Compound A fails this test. Standard, unsubstituted phenol is already a weaker acid than carbonic acid. In Compound A, the three amine ($$-NH_2$$) groups attached to the ring are strongly electron-donating due to the resonance (+R) effect of their nitrogen lone pairs. They push electron density into the benzene ring, which severely repels and destabilizes the negatively charged phenoxide oxygen that would form if it lost a proton. This makes Compound A an extremely weak acid that cannot react with bicarbonate.

Compound B: Benzoic Acid (Reacts)

Compound B successfully reacts. It contains a standard carboxylic acid group ($$-COOH$$). As a general rule, almost all carboxylic acids are inherently stronger acids than carbonic acid. Therefore, Compound B easily reacts with sodium bicarbonate to release carbon dioxide gas.

Compound C: Picric Acid / 2,4,6-Trinitrophenol (Reacts)

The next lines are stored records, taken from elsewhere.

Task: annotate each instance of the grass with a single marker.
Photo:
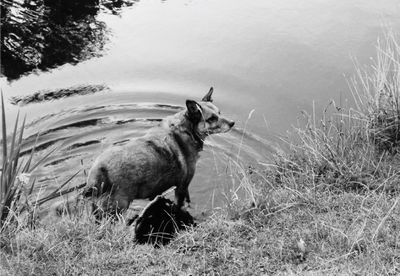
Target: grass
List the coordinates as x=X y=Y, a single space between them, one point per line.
x=328 y=205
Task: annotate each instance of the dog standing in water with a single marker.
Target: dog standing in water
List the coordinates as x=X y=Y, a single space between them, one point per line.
x=166 y=156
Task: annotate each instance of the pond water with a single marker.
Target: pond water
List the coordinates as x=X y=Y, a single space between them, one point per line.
x=124 y=65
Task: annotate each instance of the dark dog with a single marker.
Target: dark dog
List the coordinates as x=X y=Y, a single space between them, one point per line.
x=166 y=156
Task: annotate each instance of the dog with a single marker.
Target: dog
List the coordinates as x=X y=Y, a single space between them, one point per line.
x=166 y=156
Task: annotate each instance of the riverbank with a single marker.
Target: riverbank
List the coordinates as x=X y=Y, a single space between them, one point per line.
x=328 y=205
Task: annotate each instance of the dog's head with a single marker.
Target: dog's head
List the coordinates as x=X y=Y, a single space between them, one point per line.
x=206 y=117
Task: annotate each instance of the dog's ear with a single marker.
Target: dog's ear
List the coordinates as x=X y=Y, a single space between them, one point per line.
x=194 y=111
x=207 y=97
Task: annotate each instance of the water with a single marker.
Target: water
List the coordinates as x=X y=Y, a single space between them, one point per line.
x=140 y=60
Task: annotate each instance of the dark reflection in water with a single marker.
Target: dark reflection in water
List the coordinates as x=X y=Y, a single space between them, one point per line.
x=44 y=34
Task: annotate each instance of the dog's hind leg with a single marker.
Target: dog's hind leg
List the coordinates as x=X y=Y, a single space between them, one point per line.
x=98 y=183
x=187 y=196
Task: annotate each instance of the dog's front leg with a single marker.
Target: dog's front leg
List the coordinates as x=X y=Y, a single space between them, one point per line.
x=180 y=195
x=187 y=197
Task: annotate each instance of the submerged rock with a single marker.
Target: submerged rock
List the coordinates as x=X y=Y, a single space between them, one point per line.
x=159 y=221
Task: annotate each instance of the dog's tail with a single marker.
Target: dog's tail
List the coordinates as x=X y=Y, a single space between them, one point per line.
x=98 y=183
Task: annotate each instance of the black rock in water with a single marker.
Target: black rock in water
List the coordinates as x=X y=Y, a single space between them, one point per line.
x=159 y=222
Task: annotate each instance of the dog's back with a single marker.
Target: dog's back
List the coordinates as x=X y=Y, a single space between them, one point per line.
x=165 y=157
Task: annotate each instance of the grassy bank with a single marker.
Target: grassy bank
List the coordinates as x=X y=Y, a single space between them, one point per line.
x=328 y=205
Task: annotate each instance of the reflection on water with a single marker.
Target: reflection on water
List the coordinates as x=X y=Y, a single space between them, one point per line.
x=43 y=34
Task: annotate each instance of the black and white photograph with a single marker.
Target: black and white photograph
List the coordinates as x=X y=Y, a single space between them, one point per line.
x=200 y=137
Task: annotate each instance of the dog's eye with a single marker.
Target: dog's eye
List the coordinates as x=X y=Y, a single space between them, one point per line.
x=212 y=119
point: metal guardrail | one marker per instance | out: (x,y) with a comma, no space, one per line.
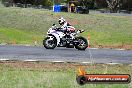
(7,4)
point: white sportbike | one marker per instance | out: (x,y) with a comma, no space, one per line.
(57,38)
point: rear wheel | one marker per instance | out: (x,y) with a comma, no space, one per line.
(50,42)
(82,43)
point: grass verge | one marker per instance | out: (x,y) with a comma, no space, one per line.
(55,75)
(105,30)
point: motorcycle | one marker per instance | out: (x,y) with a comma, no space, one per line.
(57,38)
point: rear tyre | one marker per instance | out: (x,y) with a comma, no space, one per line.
(50,43)
(82,43)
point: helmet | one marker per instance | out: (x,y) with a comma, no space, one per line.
(61,21)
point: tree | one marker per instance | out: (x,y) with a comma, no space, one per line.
(114,5)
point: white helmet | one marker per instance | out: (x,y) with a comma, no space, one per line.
(61,21)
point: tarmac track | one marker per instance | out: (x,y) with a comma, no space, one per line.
(65,54)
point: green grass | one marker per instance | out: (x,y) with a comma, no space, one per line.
(103,29)
(13,77)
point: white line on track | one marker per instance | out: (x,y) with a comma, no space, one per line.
(3,59)
(58,61)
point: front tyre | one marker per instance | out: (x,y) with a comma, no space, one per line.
(82,43)
(50,42)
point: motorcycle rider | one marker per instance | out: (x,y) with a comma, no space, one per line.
(65,26)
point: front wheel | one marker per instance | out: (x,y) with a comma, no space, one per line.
(50,42)
(82,43)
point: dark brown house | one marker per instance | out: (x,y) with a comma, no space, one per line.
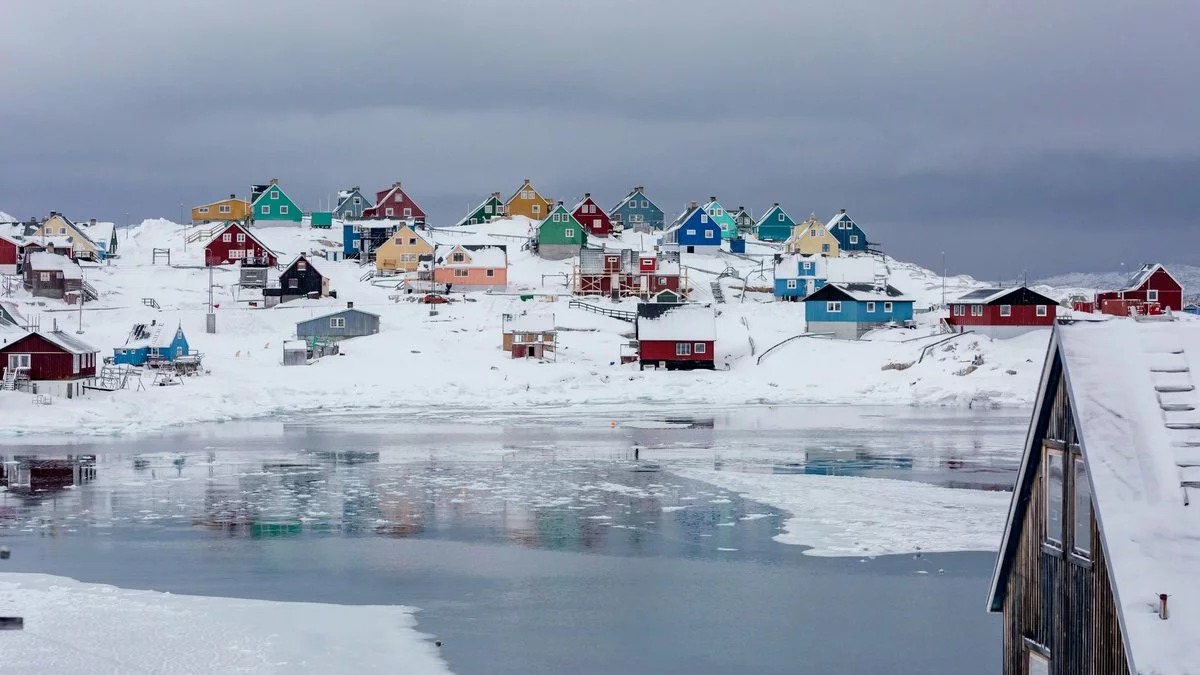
(1099,566)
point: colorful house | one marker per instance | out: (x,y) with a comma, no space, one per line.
(798,276)
(624,273)
(1002,312)
(528,202)
(694,232)
(52,363)
(561,236)
(395,203)
(351,204)
(271,203)
(676,336)
(850,310)
(151,344)
(1151,290)
(220,211)
(235,244)
(402,251)
(637,211)
(813,238)
(744,221)
(487,209)
(1099,563)
(593,219)
(723,217)
(850,236)
(775,225)
(300,279)
(59,233)
(468,267)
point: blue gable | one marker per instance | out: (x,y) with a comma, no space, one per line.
(637,210)
(847,232)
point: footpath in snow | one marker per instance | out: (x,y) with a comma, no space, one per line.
(76,627)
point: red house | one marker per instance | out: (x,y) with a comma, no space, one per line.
(48,363)
(625,274)
(592,216)
(10,256)
(1151,291)
(235,244)
(676,336)
(1002,312)
(395,203)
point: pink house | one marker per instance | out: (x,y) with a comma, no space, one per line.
(468,267)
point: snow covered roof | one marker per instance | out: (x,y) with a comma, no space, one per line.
(1140,438)
(683,322)
(41,261)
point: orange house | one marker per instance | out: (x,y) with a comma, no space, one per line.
(220,211)
(468,267)
(529,203)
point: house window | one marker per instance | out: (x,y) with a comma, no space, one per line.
(1053,485)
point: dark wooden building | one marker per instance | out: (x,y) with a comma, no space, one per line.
(1099,566)
(300,279)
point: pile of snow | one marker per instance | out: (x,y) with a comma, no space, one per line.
(75,627)
(840,515)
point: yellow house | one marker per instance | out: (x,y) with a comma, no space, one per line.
(402,251)
(58,232)
(527,202)
(220,211)
(813,238)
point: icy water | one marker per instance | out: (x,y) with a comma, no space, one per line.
(539,544)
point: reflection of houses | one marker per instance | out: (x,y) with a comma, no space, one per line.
(1099,563)
(625,273)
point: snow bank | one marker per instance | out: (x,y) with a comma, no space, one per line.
(76,627)
(840,515)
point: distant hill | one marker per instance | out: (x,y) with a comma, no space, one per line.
(1188,275)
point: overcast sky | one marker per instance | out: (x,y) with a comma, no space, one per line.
(1013,136)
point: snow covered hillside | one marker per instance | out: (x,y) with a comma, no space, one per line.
(451,363)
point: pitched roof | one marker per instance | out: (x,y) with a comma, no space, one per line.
(1141,451)
(682,322)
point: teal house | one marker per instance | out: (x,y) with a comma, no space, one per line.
(271,203)
(723,219)
(775,225)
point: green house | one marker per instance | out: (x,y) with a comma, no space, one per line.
(723,217)
(490,208)
(273,203)
(561,236)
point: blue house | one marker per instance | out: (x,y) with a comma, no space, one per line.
(694,232)
(849,310)
(637,211)
(150,344)
(798,276)
(775,225)
(351,204)
(849,234)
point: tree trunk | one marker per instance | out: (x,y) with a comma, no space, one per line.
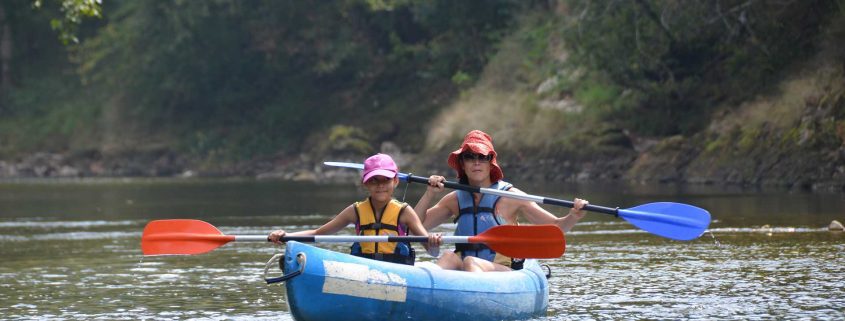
(5,52)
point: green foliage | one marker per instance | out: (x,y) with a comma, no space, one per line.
(682,57)
(285,70)
(73,12)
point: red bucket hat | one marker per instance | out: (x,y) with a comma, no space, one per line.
(478,142)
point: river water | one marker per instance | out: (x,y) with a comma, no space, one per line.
(71,250)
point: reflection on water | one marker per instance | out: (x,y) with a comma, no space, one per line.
(71,251)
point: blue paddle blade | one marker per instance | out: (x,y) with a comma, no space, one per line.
(671,220)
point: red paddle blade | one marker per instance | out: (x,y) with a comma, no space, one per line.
(179,237)
(524,241)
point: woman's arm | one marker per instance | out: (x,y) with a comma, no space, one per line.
(538,215)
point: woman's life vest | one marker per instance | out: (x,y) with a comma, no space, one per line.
(473,220)
(396,252)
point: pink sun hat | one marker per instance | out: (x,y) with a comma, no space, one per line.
(379,165)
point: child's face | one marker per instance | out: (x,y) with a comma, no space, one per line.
(381,188)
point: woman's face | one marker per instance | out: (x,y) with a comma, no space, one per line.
(381,188)
(476,166)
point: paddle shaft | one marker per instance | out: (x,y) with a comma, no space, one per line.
(526,197)
(304,238)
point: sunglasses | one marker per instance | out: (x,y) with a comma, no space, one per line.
(476,157)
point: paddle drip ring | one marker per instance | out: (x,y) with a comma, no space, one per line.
(278,258)
(549,271)
(408,182)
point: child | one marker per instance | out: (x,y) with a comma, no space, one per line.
(379,214)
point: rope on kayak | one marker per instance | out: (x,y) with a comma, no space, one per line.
(300,258)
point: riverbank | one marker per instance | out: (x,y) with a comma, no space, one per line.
(670,161)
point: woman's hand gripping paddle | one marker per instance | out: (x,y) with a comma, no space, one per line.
(676,221)
(184,237)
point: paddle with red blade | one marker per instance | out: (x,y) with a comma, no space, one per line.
(671,220)
(184,237)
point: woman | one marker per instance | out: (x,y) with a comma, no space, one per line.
(476,165)
(379,214)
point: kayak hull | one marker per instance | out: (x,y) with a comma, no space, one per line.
(337,286)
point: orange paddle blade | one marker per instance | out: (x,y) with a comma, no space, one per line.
(178,237)
(524,241)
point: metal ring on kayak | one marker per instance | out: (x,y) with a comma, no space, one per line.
(300,258)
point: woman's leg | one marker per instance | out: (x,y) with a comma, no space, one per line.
(474,264)
(449,261)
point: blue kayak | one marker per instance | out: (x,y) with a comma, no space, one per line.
(327,285)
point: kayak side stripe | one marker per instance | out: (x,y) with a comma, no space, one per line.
(359,280)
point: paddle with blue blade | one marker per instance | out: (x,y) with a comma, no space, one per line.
(185,237)
(675,221)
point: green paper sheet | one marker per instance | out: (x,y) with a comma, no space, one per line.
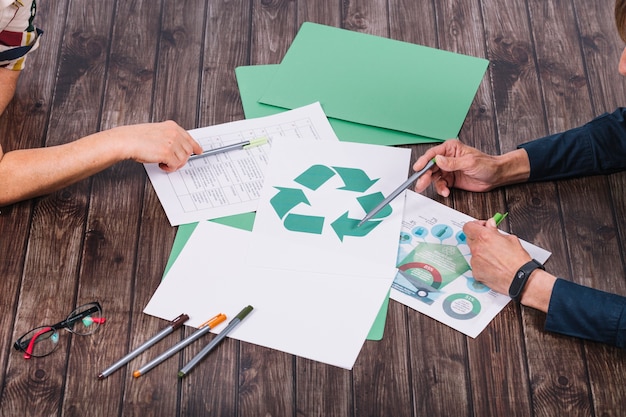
(377,81)
(253,81)
(245,221)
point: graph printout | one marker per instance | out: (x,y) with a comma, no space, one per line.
(434,274)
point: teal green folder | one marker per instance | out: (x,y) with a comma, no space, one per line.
(245,222)
(377,81)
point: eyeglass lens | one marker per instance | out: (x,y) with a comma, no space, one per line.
(42,341)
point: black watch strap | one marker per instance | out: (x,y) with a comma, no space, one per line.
(521,277)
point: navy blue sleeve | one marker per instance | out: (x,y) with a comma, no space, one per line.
(598,147)
(584,312)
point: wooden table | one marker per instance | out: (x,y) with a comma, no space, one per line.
(107,63)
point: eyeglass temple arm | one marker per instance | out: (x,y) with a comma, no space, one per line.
(31,344)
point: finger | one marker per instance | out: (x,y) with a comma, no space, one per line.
(441,187)
(424,181)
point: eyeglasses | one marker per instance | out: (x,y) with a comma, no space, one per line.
(42,341)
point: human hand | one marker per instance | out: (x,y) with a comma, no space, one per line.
(165,143)
(462,166)
(496,257)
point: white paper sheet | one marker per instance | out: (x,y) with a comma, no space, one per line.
(322,317)
(230,183)
(316,288)
(434,274)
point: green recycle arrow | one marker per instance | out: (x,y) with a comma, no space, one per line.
(345,226)
(313,178)
(368,202)
(302,223)
(286,199)
(354,179)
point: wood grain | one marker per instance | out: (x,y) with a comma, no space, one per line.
(553,66)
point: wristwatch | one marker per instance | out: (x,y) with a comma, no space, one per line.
(520,278)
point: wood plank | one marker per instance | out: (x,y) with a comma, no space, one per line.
(566,93)
(320,389)
(49,287)
(267,377)
(533,208)
(110,250)
(437,354)
(23,125)
(178,66)
(602,47)
(381,383)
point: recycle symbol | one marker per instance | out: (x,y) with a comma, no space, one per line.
(354,180)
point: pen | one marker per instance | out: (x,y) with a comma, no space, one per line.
(174,324)
(241,145)
(498,217)
(231,325)
(397,191)
(204,328)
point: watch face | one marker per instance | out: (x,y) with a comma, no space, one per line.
(517,284)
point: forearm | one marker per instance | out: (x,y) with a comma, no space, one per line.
(511,168)
(29,173)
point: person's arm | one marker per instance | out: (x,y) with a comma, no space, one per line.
(8,83)
(587,313)
(28,173)
(572,309)
(598,147)
(462,166)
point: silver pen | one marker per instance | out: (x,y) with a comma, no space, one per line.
(204,328)
(397,191)
(231,325)
(174,324)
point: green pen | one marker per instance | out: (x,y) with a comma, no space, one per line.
(498,217)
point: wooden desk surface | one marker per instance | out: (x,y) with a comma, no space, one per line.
(107,63)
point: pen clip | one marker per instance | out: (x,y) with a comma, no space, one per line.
(178,321)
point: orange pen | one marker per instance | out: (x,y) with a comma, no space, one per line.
(203,329)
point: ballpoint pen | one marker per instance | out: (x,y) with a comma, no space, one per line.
(204,328)
(241,145)
(396,192)
(498,217)
(173,325)
(234,322)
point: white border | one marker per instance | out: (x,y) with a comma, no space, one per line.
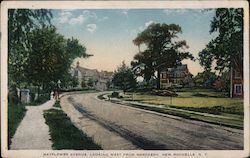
(120,5)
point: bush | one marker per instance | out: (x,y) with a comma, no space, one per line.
(114,95)
(15,116)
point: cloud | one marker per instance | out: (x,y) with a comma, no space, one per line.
(64,16)
(141,28)
(91,27)
(103,18)
(78,20)
(88,14)
(149,23)
(125,12)
(174,11)
(67,17)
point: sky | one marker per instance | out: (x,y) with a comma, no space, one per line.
(108,33)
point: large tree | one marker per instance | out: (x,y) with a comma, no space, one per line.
(51,56)
(226,50)
(20,23)
(163,50)
(124,78)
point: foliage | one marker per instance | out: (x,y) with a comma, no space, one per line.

Compound C also successfully reacts. Although it belongs to the phenol family (which typically fails this test), the presence of three strongly electron-withdrawing nitro 
($$-NO_2$$) groups completely changes its behavior. These groups pull electron density away from the oxygen atom, powerfully stabilizing the phenoxide conjugate base. This makes picric acid exceptionally acidic—actually more acidic than some carboxylic acids—allowing it to easily liberate $$CO_2$$.

Final Conclusion

Because only the carboxylic acid and the highly deactivated phenol possess the required acid strength, Compounds B and C only will liberate carbon dioxide with sodium bicarbonate solution. Thus, the right option is B.